The agreement provides for lump sum bonuses of $2,250 this year, $1,750 next year; general wage increases of 2.5% in each of the following two years; and a $2 per month per year of service increase in the pension multiplier.
During negotiations, Alcoa proposed a series of changes in health care benefits which would have dramatically shifted costs to employees through reduced coverage and higher employee premium amounts. Although the proposal was designed to appear to offer greater individual choice, in reality each of the options offered only poorer coverage and higher costs.

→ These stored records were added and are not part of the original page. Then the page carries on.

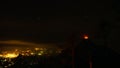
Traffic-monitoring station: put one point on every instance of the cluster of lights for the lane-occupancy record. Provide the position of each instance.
(9, 55)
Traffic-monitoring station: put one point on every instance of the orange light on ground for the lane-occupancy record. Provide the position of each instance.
(11, 55)
(86, 37)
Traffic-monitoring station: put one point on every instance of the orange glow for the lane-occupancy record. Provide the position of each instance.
(85, 37)
(10, 55)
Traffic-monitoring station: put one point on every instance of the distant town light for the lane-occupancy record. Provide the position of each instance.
(86, 37)
(11, 55)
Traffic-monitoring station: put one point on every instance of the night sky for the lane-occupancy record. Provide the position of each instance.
(47, 21)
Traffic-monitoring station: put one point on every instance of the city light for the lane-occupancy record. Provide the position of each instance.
(10, 55)
(86, 37)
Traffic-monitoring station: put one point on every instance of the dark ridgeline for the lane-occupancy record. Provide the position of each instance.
(78, 57)
(101, 57)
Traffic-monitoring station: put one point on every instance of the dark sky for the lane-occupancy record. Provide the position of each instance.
(53, 20)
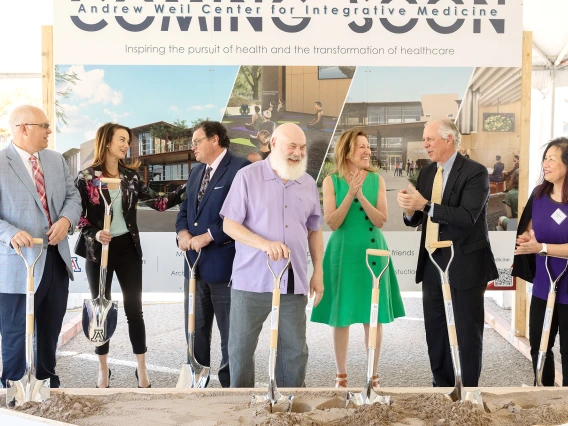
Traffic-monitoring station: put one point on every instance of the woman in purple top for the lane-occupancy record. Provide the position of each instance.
(547, 235)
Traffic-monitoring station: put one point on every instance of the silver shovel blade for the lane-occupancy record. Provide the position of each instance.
(193, 375)
(27, 389)
(99, 320)
(366, 397)
(275, 401)
(475, 398)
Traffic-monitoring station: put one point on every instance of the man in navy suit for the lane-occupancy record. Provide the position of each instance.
(461, 216)
(199, 227)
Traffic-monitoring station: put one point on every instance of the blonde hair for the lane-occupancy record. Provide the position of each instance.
(102, 140)
(346, 146)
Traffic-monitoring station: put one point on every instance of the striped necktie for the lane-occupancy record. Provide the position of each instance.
(433, 227)
(204, 183)
(40, 186)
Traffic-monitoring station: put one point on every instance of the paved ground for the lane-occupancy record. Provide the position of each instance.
(404, 359)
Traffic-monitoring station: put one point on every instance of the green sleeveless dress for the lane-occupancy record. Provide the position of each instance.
(347, 281)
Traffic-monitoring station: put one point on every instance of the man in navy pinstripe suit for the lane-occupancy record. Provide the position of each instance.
(462, 218)
(199, 227)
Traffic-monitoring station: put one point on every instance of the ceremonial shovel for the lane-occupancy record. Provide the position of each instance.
(193, 374)
(546, 323)
(28, 388)
(100, 315)
(368, 395)
(274, 397)
(459, 392)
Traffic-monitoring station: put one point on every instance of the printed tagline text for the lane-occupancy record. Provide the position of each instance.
(218, 49)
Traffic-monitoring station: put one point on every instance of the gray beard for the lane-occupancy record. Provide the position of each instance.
(280, 165)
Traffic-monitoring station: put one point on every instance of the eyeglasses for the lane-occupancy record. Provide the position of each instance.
(42, 125)
(197, 141)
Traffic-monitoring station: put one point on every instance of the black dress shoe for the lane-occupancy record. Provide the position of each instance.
(141, 387)
(109, 373)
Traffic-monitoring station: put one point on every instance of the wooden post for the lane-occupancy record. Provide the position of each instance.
(522, 302)
(48, 77)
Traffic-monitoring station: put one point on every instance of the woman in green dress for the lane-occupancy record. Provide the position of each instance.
(355, 208)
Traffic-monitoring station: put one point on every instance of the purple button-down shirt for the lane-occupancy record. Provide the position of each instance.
(277, 211)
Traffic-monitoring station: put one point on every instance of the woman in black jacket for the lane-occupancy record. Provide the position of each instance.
(111, 147)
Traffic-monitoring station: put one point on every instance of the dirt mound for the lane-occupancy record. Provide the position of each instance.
(309, 409)
(63, 407)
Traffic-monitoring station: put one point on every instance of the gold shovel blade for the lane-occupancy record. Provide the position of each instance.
(27, 389)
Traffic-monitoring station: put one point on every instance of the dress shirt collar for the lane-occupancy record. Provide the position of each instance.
(215, 164)
(449, 163)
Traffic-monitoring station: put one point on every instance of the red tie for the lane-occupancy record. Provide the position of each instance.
(40, 186)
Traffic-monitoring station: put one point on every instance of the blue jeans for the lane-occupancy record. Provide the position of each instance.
(248, 313)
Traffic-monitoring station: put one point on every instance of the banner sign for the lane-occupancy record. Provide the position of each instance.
(163, 263)
(293, 32)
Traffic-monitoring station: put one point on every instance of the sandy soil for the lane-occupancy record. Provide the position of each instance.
(310, 408)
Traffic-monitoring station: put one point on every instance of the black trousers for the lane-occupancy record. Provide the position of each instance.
(558, 326)
(123, 259)
(50, 304)
(211, 300)
(469, 318)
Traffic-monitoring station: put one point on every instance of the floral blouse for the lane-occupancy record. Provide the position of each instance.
(133, 190)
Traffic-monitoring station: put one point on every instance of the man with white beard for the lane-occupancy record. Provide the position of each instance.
(273, 209)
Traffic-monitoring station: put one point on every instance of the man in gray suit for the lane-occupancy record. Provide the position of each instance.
(37, 199)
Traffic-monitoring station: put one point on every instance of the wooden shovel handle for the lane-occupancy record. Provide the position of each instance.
(109, 180)
(374, 318)
(191, 306)
(547, 321)
(440, 244)
(104, 254)
(377, 252)
(274, 318)
(449, 307)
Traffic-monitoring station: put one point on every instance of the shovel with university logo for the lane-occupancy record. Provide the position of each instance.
(28, 388)
(100, 315)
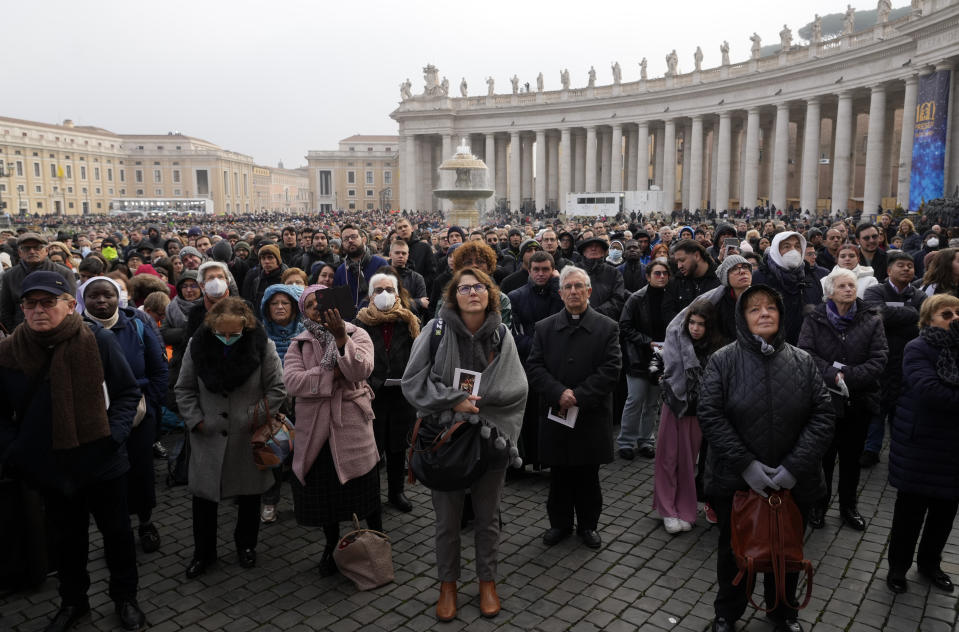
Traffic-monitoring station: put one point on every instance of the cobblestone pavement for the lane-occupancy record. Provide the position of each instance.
(642, 578)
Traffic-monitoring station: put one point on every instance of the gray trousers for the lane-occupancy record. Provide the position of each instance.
(485, 494)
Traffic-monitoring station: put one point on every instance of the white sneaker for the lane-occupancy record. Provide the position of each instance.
(268, 513)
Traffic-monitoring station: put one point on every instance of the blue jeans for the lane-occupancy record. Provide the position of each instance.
(639, 413)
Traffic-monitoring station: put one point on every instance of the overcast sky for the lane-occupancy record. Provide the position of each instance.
(275, 79)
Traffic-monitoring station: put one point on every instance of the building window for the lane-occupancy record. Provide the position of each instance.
(326, 183)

“Our members were adamant in the need for a single plan which provided everyone with access to high quality health care and protection against catastrophic medical bills,” said USW District 7 Director Jim Robinson, who served as chief negotiator for the union. “The new contract does raise employee premiums, but they will still be much less than paid by Alcoa salaried and non-union employees.”
“Alcoa was not only insisting on implementing a plan that would have required our members to pay much higher costs for a lower level of coverage, but Alcoa also wanted the right to set future costs and coverage at whatever levels the company deemed appropriate,” he said.
“Our membership understood what was at stake and stood in solidarity with us,” Robinson said. “The company understood that and it’s the reason why we will continue to have excellent health care that is affordable for our families.”
Other important issues important to the union were the preservation of long-standing seniority practices and the rejection of a two-tier pay and benefit proposal that would have been divisive to union members in the workplace.
The agreement is retroactive to June 1 and expires on May 15, 2014.